Aglets: A good idea for spidering?

  • Jason Haines ,
  • Brendan Humphreys ,
  • Chris Johnson Nick Craswell ,
  • Paul Thistlewaite ,

4th IDEA Workshop Proceedings |

\urlhttp://research.microsoft.com/users/nickcr/pubs/craswell_idea97.pdf

Many individuals and businesses now rely on the Web for promulgating and finding information, and in particular, rely on centralised search databases. The extent to which these databases reflect the “contents” of the Web in an accurate and timely manner is now under considerable doubt, and in any event, it is apparent that the methods used by the search engines for finding new and modified Web documents are not scaling well. To ameliorate these problems, we have been exploring the use of a “data push” model for notifying Web changes, to replace the current “data pull” model, which uses aglets (aka servlets or peerlets) to distribute the indexing task. Aglets are objects with a thread of control, that can migrate autonomously between processors in a distributed environment. As currently proposed and implemented, aglets have very few of the properties of Persistence. But as they inhabit a similar conceptual space, their properties and applications present some interest to the persistence community.
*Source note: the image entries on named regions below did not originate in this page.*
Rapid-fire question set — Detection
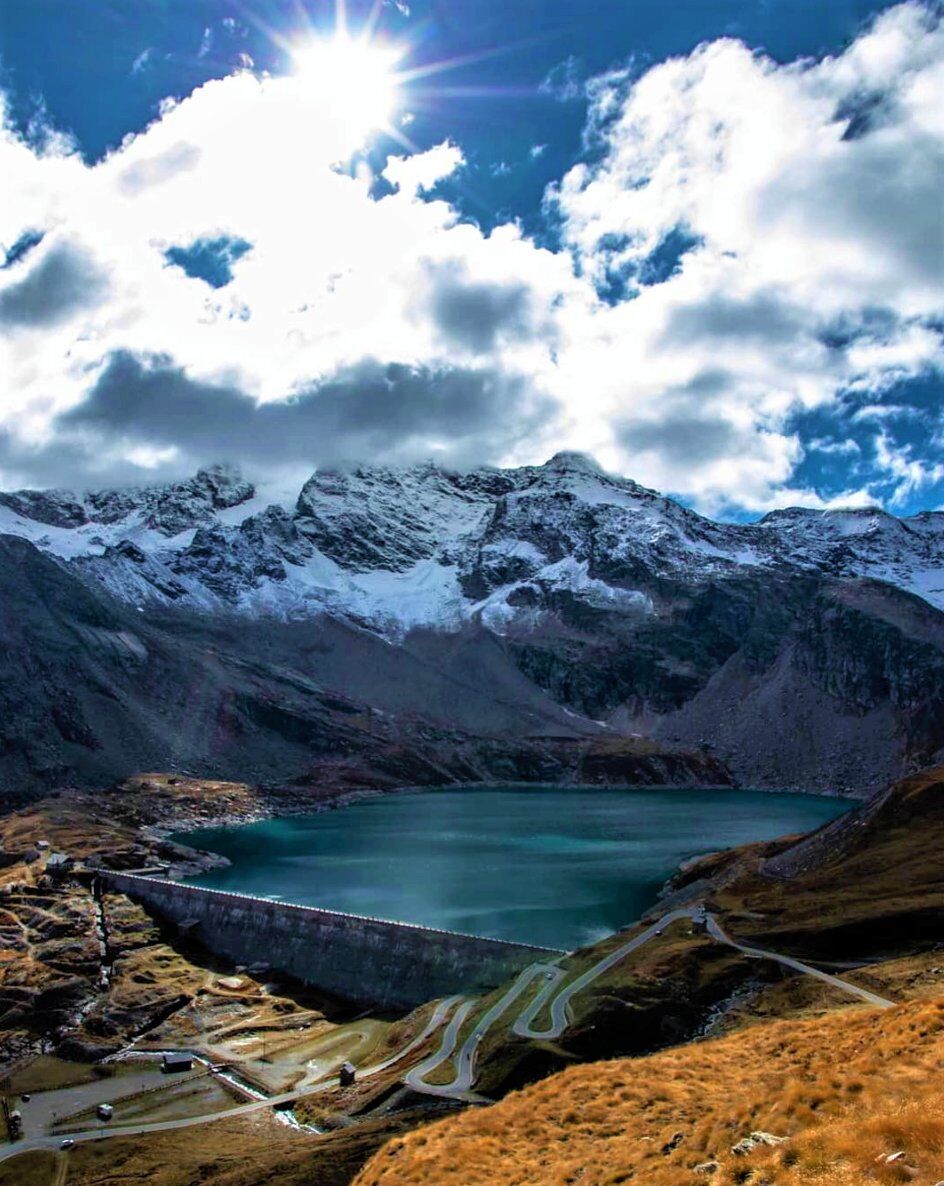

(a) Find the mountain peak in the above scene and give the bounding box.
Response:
[541,449,605,477]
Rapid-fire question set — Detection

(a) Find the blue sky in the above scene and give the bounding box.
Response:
[0,0,944,515]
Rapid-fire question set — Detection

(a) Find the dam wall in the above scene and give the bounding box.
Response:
[101,872,561,1008]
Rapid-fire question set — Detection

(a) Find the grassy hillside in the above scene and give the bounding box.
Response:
[355,996,944,1186]
[356,767,944,1186]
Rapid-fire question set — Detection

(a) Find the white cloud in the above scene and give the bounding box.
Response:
[0,72,579,484]
[0,2,944,509]
[550,4,944,508]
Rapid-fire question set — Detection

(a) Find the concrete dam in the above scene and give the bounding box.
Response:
[101,872,562,1008]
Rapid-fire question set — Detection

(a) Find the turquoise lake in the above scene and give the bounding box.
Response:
[172,786,850,949]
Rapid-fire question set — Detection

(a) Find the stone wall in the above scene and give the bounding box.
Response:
[102,872,561,1008]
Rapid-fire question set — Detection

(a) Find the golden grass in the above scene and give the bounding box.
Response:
[355,997,944,1186]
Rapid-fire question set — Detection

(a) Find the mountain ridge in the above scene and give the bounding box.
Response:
[0,453,944,792]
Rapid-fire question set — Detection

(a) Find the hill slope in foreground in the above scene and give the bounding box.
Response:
[355,1000,944,1186]
[355,767,944,1186]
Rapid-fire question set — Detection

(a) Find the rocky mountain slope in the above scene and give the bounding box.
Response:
[0,453,944,789]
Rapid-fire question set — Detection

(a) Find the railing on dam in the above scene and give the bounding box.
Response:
[101,871,562,1008]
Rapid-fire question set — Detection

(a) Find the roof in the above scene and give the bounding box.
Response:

Aglets have unique identities, locally persistent data and methods (in the sense that the aglet can be deactivated onto disk and reactivated), and self-migration in a distributed environment, but they do not facilitate a universal name space. They appear to be modelled on a belief that the processors in the network, while needing to be sufficiently transparent to allow some cooperative processing, will remain sufficiently opaque to thwart a realisation of the Persistence Ideals.